EU General Court Upholds EU-U.S. Data Privacy Framework
In Short
The Situation: On September 3, 2025, the General Court of the European Union dismissed an action for annulment brought by a French member of Parliament against the European Commission's decision recognizing the adequacy of the level of protection for personal data transferred to the United States under the EU–U.S. Data Privacy Framework ("DPF").
The Result: The ruling confirms that transfers of personal data from the EU to U.S. organizations that have certified under the DPF may continue based on the European Commission's adequacy decision.
Looking Ahead: While the General Court's decision allows continued use of the EU-U.S. DPF, further appeals and legal challenges are possible. The European Commission will keep monitoring U.S. data protection standards and may revise the adequacy decision if needed. Organizations should stay alert to legal developments and be ready to adjust their data transfer practices accordingly.
Background
As reported in our previous Jones Day Alert, the European Commission adopted the contested adequacy decision in July 2023 following U.S. reforms, notably Executive Order 14086 and the Attorney General's Regulation 28 CFR Part 201, which established the Data Protection Review Court ("DPRC").
The DPF was designed in response to the EU Court of Justice's Schrems I (2015) and Schrems II (2020) judgments, which invalidated previous frameworks for transferring data from the EU to the U.S. (the Safe Harbor and the EU-U.S. Privacy Shield; see our Jones Day Commentary on the Schrems II ruling).
French Member of Parliament Philippe Latombe challenged the European Commission's Implementing Decision (EU) 2023/1795 of July 10, 2023 (the "Adequacy Decision"), arguing that: (i) the DPRC lacked independence and impartiality; and (ii) U.S. intelligence agencies' practice of bulk data collection violated Articles 7, 8, and 47 of the Charter of Fundamental Rights of the EU.
The Court's Reasoning
On the DPRC's Independence: The General Court found that the DPRC's structure, appointment process, and safeguards, including limited grounds for dismissal and prohibition of undue influence, ensured independence and impartiality. It emphasized that the European Commission must continuously monitor the U.S. legal framework and can suspend, amend, or repeal the adequacy decision if protections deteriorate.
On Bulk Data Collection: The General Court ruled that the Schrems II ruling did not require ex ante authorization by an independent body for bulk collection. What matters in the court's review of the adequacy decision is the availability of ex post judicial review of the intelligence agencies' decisions to implement bulk data collection, which the DPRC provides.
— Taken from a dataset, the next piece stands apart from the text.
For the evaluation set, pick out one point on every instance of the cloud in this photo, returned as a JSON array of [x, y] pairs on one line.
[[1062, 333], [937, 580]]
Accordingly, U.S. law is deemed to provide protections "essentially equivalent" to those under EU law.
As a result, the court found that, at the date of adoption of the adequacy decision, the U.S. legal framework ensured an adequate level of protection for personal data transferred under the DPF and the challenge by Philippe Latombe was dismissed in its entirety.
Three Key Takeaways
- Organizations located in the United States and having certified compliance with the DPF may continue to rely on this framework for receiving and processing personal data sent from the EU.
- The European Commission must continuously reassess the framework in light of legal or practical changes that may arise. Data exporters should also continue monitoring U.S. congressional and executive activity, as well as reports from the European Commission, to make sure the data transfer safeguards that they rely upon remain valid.
- The judgment can be appealed to the Court of Justice of the EU within two months and 10 days. Stakeholders should remain alert to possible further litigation relating to the DPF.